Keras数据生成器“检查输入时出错:预期input_8具有4个维度,但数组的形状为()”

时间:2019-07-05 01:22:11

标签: python tensorflow keras

我正在Keras中使用数据生成器来训练具有大型数据集的模型。但是我在第一个时期的最后一批每次都收到错误Error when checking input: expected input_8 to have 4 dimensions, but got array with shape ()。但是我检查了我的数据集文件,它没有空数组,那么空数组是怎么来的呢?我什至尝试在生成数组时打印该数组,但很少显示为空。这是我的数据生成器代码:

class data_generator(Sequence):
    def __init__(self,data_file,type_data,batch_size,shuffle=True):
        self.data_file = data_file
        self.type_data = type_data

        self.batch_size = batch_size
        self.shuffle = shuffle
        self.on_epoch_end()

    def on_epoch_end(self):
      if self.type_data == "train":
        self.indices = np.arange(3450000)
      else:
        self.indices = np.arange(345000)
        if self.shuffle:
            np.random.shuffle(self.indices)

    def __data__generation(self,indices):

        return X,Y        

    def __len__(self):
      if self.type_data == "train":
        return int(np.ceil(10000 / float(self.batch_size)))
      else:
        return int(np.ceil(1000 / float(self.batch_size)))

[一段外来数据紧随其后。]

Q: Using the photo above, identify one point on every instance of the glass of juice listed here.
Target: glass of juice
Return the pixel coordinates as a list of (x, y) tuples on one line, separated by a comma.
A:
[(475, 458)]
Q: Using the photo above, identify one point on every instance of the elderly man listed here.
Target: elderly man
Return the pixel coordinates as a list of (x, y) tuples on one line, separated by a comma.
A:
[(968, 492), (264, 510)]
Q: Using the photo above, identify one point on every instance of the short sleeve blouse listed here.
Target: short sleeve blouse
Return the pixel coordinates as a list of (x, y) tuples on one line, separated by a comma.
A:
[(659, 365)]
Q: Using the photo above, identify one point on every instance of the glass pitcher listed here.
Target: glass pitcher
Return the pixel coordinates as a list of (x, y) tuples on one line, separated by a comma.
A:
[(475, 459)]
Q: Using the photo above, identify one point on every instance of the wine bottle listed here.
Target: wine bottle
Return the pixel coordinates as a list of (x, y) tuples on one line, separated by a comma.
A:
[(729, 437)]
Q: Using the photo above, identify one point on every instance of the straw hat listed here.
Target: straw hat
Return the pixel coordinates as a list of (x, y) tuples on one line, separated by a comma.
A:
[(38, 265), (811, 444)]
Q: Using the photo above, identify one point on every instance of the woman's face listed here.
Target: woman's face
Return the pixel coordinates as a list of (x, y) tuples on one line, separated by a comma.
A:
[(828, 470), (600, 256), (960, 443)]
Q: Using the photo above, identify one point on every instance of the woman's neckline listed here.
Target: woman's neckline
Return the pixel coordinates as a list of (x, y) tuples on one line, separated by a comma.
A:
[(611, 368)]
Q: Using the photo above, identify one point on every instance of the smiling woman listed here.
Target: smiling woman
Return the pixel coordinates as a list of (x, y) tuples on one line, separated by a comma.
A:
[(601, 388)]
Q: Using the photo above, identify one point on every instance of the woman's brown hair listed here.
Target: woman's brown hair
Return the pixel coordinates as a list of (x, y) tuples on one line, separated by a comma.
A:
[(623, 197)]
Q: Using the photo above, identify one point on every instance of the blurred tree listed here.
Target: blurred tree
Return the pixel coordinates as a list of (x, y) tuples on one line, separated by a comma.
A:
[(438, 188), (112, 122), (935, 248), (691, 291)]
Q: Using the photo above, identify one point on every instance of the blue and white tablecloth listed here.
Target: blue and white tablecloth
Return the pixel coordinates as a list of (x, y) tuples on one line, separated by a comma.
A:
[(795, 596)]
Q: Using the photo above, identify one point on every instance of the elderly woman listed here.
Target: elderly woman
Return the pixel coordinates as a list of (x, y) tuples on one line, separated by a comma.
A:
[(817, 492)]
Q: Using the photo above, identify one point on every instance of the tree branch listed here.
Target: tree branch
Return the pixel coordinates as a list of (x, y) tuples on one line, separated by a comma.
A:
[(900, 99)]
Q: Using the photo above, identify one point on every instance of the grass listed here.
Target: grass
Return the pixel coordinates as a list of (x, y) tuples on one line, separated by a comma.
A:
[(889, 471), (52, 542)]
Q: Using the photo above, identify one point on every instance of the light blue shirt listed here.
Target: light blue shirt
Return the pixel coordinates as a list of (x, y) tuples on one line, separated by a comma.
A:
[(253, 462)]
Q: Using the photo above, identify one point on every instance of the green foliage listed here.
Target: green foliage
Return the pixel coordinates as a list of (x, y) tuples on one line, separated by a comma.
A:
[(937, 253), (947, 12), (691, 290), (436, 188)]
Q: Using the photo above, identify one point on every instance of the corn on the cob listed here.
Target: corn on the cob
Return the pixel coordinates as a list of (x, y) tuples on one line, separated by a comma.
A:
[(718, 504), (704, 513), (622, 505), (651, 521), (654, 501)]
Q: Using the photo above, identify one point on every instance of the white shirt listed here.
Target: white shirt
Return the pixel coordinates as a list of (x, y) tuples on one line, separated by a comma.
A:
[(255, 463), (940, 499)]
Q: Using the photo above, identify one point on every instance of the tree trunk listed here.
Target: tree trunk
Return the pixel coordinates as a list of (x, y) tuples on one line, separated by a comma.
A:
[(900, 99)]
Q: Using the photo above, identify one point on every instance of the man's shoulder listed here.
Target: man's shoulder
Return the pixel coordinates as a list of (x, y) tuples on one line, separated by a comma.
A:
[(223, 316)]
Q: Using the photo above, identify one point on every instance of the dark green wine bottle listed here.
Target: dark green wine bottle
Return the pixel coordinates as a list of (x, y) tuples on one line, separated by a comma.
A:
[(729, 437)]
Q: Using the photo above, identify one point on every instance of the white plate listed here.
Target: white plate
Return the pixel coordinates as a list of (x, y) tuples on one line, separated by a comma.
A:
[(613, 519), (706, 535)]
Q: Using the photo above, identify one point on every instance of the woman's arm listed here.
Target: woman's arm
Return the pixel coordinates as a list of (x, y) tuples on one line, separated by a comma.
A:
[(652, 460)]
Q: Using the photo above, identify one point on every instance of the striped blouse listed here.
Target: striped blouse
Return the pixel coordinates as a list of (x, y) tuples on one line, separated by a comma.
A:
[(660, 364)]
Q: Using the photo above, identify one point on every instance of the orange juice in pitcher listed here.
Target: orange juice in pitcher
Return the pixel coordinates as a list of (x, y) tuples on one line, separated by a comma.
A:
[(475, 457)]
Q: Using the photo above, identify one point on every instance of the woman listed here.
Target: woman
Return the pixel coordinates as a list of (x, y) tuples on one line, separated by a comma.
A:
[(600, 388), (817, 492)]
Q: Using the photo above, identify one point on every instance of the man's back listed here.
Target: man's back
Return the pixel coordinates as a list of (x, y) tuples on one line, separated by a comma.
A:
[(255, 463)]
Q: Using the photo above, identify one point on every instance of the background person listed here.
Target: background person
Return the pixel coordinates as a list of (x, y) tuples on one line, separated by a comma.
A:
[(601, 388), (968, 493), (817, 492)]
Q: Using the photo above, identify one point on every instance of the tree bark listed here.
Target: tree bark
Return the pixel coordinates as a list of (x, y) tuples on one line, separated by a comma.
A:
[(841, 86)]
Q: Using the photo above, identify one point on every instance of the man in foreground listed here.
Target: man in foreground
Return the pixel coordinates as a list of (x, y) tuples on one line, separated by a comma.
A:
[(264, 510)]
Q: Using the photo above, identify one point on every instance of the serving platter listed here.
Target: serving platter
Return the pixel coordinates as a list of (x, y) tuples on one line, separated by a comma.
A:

    def __getitem__(self,index):
        #print(self.indices[(index)*self.batch_size], self.indices[(index+1)*self.batch_size])
        X = np.array(HDF5Matrix(self.data_file, self.type_data + "_X", start = self.indices[index*self.batch_size], end = self.indices[(index+1)*self.batch_size]))
        Y = np.array(HDF5Matrix(self.data_file, self.type_data + "_Y", start = self.indices[index*self.batch_size], end = self.indices[(index+1)*self.batch_size]))
        #print(X.shape, Y.shape)
        return X,Y 

这是我启动拟合发生器的代码:

train_generator = data_generator("drive/My Drive/Dataset/dataset.h5", "train", 20)
eval_generator = data_generator("drive/My Drive/Dataset/dataset.h5", "eval", 20)
model = create_model()
history = model.fit_generator(generator = train_generator,epochs = 100,validation_data=eval_generator,use_multiprocessing=False)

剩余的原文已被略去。